Segundo o presidente do sindicato, Eliseu Silva Costa, o depósito dos pagamentos foi feito na sexta-feira à noite e alguns poucos trabalhadores que ainda não tinham recebido o salário receberam, em dinheiro, na manhã de sábado, o que motivou, na assembleia realizada às 6 horas, a decisão de retornar ao trabalho, o que foi referendado na assembleia com o pessoal do período da tarde. ‘Há ainda pequenas pendências, mas que serão sanadas já nesta segunda-feira’, afirmou, elogiando a atuação dos trabalhadores e dos dirigentes do sindicato durante o movimento. ‘Os trabalhadores mostraram uma grande capacidade de mobilização por seus direitos e nós da diretoria do Sindicato estivemos o tempo todo o lado deles, apoiando, pressionando a empresa, negociando e, ao final, todos saíram ganhando.

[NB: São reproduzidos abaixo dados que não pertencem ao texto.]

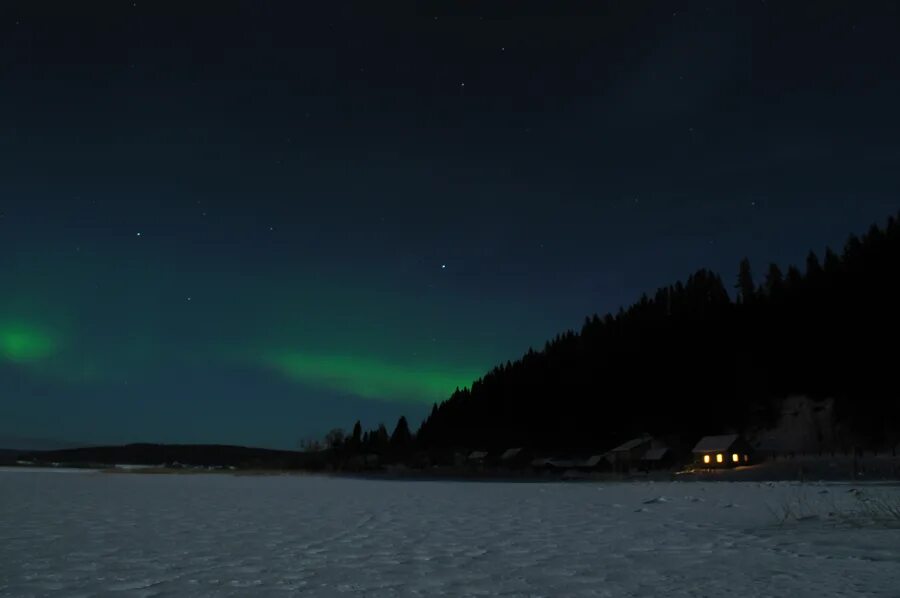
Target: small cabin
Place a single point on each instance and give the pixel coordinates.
(728, 450)
(628, 454)
(657, 458)
(515, 458)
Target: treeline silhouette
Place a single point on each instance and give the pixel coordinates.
(690, 360)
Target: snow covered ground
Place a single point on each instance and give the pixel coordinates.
(91, 533)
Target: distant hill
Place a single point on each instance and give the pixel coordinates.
(690, 360)
(25, 443)
(185, 454)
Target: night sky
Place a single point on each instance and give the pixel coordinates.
(258, 221)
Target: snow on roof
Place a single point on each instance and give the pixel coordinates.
(655, 454)
(510, 454)
(633, 443)
(715, 443)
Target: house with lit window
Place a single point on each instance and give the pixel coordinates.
(729, 450)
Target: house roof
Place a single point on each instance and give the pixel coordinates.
(715, 443)
(631, 444)
(510, 454)
(655, 454)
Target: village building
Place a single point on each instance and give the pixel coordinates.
(627, 455)
(657, 458)
(728, 450)
(515, 458)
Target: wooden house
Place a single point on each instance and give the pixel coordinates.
(657, 458)
(628, 454)
(515, 458)
(728, 450)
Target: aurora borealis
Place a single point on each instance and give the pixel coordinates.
(256, 224)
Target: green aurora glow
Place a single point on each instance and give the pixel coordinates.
(369, 378)
(24, 343)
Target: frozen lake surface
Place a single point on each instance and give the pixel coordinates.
(93, 534)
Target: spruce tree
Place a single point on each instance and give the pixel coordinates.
(745, 282)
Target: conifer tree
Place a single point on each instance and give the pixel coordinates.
(745, 282)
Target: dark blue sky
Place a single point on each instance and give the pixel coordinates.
(253, 223)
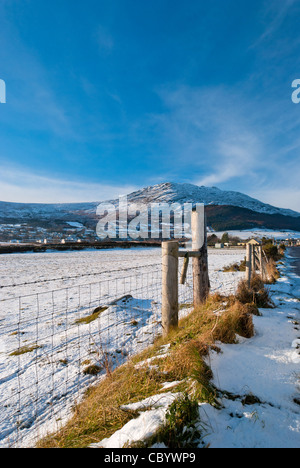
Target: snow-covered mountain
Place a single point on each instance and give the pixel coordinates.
(184, 193)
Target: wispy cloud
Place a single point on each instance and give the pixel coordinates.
(273, 13)
(18, 185)
(105, 40)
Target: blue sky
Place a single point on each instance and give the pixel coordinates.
(104, 97)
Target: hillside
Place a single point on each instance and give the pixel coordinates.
(226, 210)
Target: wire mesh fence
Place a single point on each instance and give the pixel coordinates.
(56, 342)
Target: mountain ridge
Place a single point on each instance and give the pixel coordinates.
(226, 210)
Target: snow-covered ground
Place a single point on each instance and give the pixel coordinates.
(267, 367)
(258, 379)
(43, 298)
(259, 233)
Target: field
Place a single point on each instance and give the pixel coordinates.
(66, 317)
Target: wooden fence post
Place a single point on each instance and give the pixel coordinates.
(249, 264)
(169, 286)
(200, 263)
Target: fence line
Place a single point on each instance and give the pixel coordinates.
(55, 344)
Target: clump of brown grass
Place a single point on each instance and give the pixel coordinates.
(100, 414)
(272, 272)
(256, 293)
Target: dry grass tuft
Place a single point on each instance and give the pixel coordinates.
(256, 293)
(100, 414)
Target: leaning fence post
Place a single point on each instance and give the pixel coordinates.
(200, 263)
(249, 264)
(169, 286)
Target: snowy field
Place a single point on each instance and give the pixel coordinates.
(258, 380)
(47, 340)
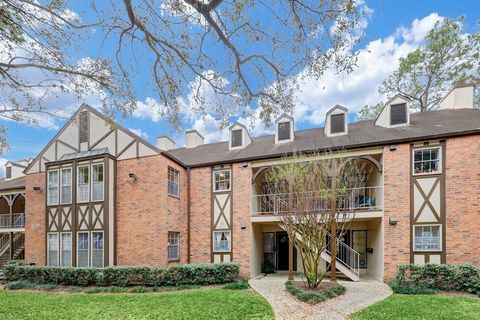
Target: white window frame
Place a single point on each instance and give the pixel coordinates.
(88, 248)
(440, 164)
(229, 241)
(177, 258)
(439, 234)
(91, 248)
(48, 248)
(61, 185)
(230, 180)
(61, 249)
(88, 184)
(92, 181)
(48, 187)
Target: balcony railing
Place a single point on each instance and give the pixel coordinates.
(16, 220)
(355, 199)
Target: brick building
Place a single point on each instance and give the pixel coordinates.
(98, 195)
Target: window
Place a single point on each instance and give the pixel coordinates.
(221, 180)
(221, 241)
(8, 172)
(337, 123)
(284, 130)
(427, 161)
(83, 184)
(66, 186)
(237, 138)
(97, 249)
(52, 249)
(66, 253)
(52, 187)
(82, 249)
(173, 247)
(97, 182)
(398, 114)
(427, 238)
(173, 182)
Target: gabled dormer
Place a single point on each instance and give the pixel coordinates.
(239, 136)
(395, 113)
(336, 121)
(284, 129)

Com os salários pagos, os trabalhadores ainda recebem outras garantias da empresa: pagamento dos dias parados; estabilidade para todos os trabalhadores por 30 dias; formação de uma comissão de seis trabalhadores, com estabilidade de seis meses, para apuração e discussão de todos os problemas detectados na empresa; compromisso de apurar todos os débitos referentes a horas extras e adicional noturno devidos desde janeiro para pagamento em 20 de maio.
O caso
A mobilização foi contra um erro no processamento da folha de pagamento, que fez com que cerca de 50% dos empregados recebessem apenas valores ‘simbólicos’ a título de pagamento.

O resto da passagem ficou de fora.